Addressing delegates at a breakfast meeting to mark the relaunch of KLM Royal Dutch Airlines on Monday, Mzembi said Cabinet had resolved to tackle problems at the troubled airline, which has debts estimated at $150 million.

AirZim has indicated it will resume regional flights on November 12.

“There is a lot of re-equipping of the airline (needed). It has a lot of issues, but we have agreed as government that we assume the Air Zimbabwe debt so that we help clean up the balance sheet and assume some of their very cardinal debts to facilitate their re-entry on the market,” Mzembi said.

“It would not be easy since they have been away from action for quite some time. It’s very important to have them back because we need internal distribution of tourists.

Arriving through KLM at Harare International Airport is not enough, we need to redistribute and distribute the tourists inside the country.

‘Harare- Lusaka route has great opportunities’

KLM executive vice-president in charge of marketing, revenue management and network, Pieter Bootsma, on Tuesday spoke on a number of issues regarding Zimbabwe and the airline’s resumption of the Harare route.

Below are excepts:
We really see the development of Zimbabwe. We see the touristic attractiveness of Zimbabwe. We opened Lusaka this year and we think the combination with Harare is really a great one going forward.

Bootsma said the nod to get back to Zimbabwe took a couple of months from between decision to fly and full implementation
The civil aviation authority was really helpful as they accepted us coming back. In fact, it was not a real challenge as we got a lot of support.

The issue of landing fees is still an issue for us. We consider them too high and in order to secure our operation going forward we really hope the landing fees can come down. If we compare with other African countries, what we experienced in Zimbabwe today is the highest.

With Emirates flying to Dubai, we have competition mainly on indirect markets, connecting markets. On the one hand, our Amsterdam hub has a well-established network with destinations in Europe that we fly into especially Scandinavia, UK and Germany. Emirates has no direct flights from Dubai to those destinations. On some markets,   we are competing peacefully with Emirates, while on other we have unique visions.

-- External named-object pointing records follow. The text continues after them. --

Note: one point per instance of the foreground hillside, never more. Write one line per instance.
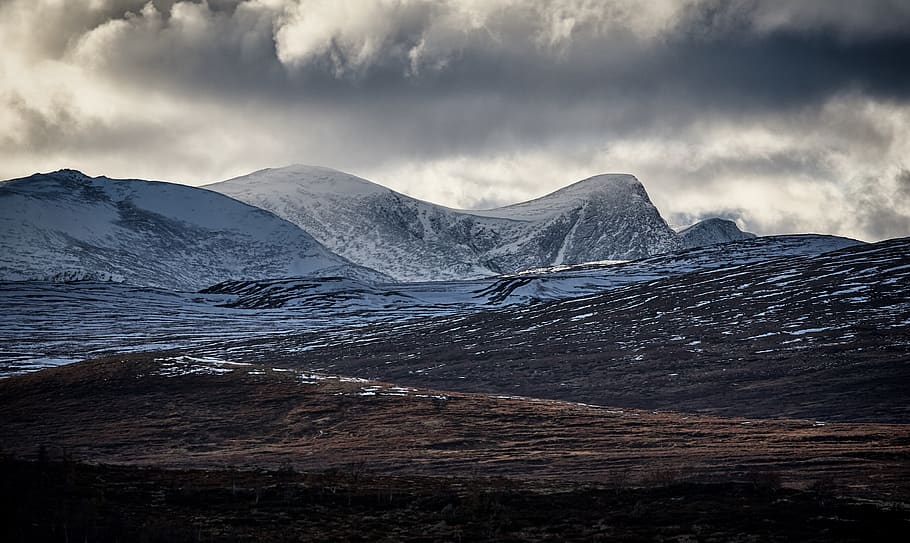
(824, 337)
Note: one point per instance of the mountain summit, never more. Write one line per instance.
(606, 217)
(66, 225)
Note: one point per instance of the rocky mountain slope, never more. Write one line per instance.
(710, 231)
(606, 217)
(68, 226)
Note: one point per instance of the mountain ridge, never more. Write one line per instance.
(66, 225)
(603, 217)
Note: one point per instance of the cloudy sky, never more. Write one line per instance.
(789, 116)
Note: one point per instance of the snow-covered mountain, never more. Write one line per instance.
(711, 231)
(66, 225)
(606, 217)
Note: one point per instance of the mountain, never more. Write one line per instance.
(68, 226)
(606, 217)
(823, 337)
(47, 324)
(710, 231)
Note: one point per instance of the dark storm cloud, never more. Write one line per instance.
(397, 83)
(501, 84)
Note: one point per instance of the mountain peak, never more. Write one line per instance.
(301, 178)
(712, 230)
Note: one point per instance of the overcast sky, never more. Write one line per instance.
(787, 116)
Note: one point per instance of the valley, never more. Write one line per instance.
(162, 365)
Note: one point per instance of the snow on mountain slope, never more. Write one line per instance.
(604, 217)
(66, 225)
(710, 231)
(54, 323)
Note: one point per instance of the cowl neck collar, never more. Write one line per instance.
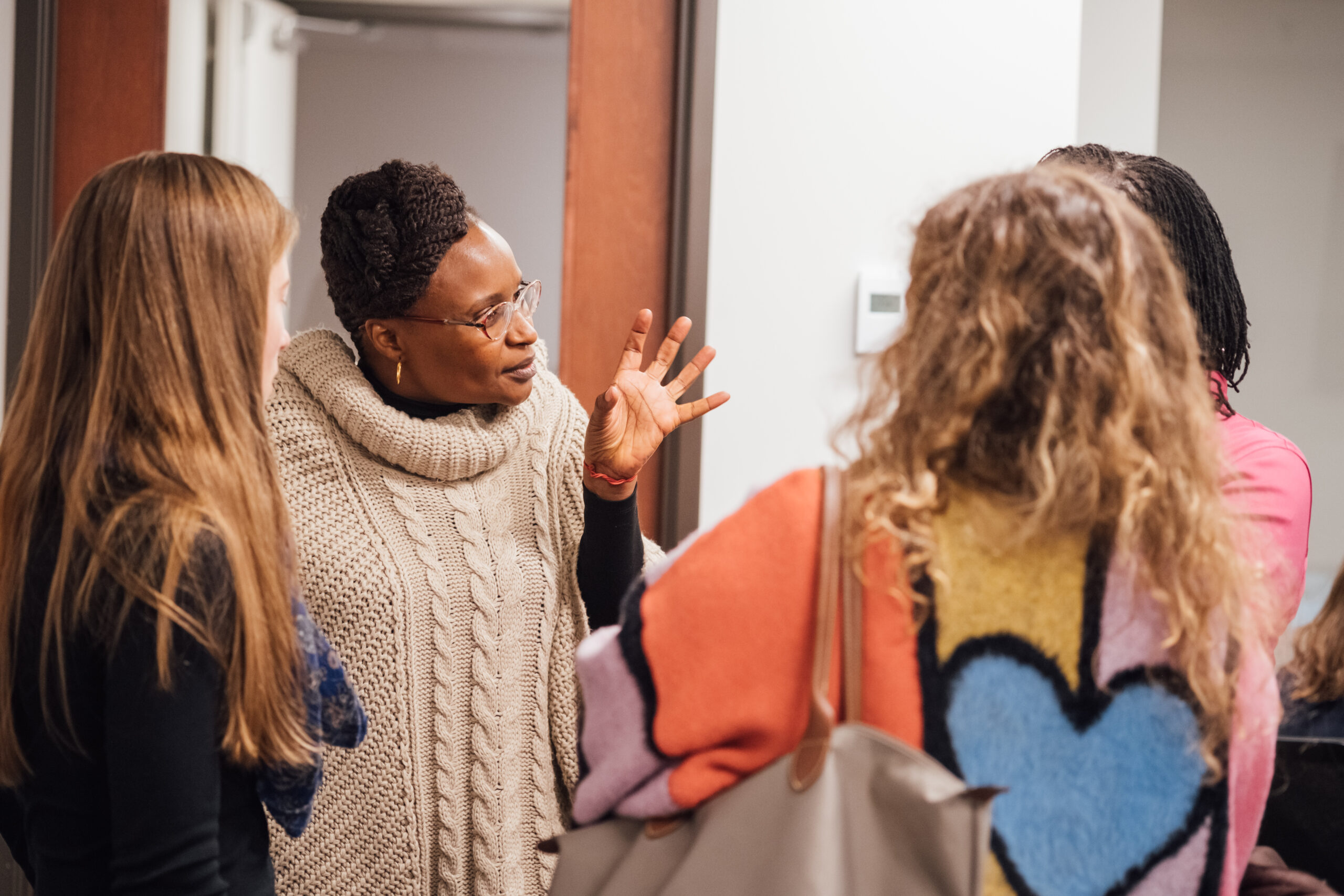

Our aim in the end is to move our frequency to a higher level from three days a week that we have right now, but of course profitability needs to be proven first. First we need to prove we can fly Harare-Lusaka profitably and then we can start increasing frequency. Landing fees are part of the economic evaluation, so they need to be improved in order to make sure we are profitable and  we have profitable operations out of Harare. That is a condition before we can increase frequency into Harare.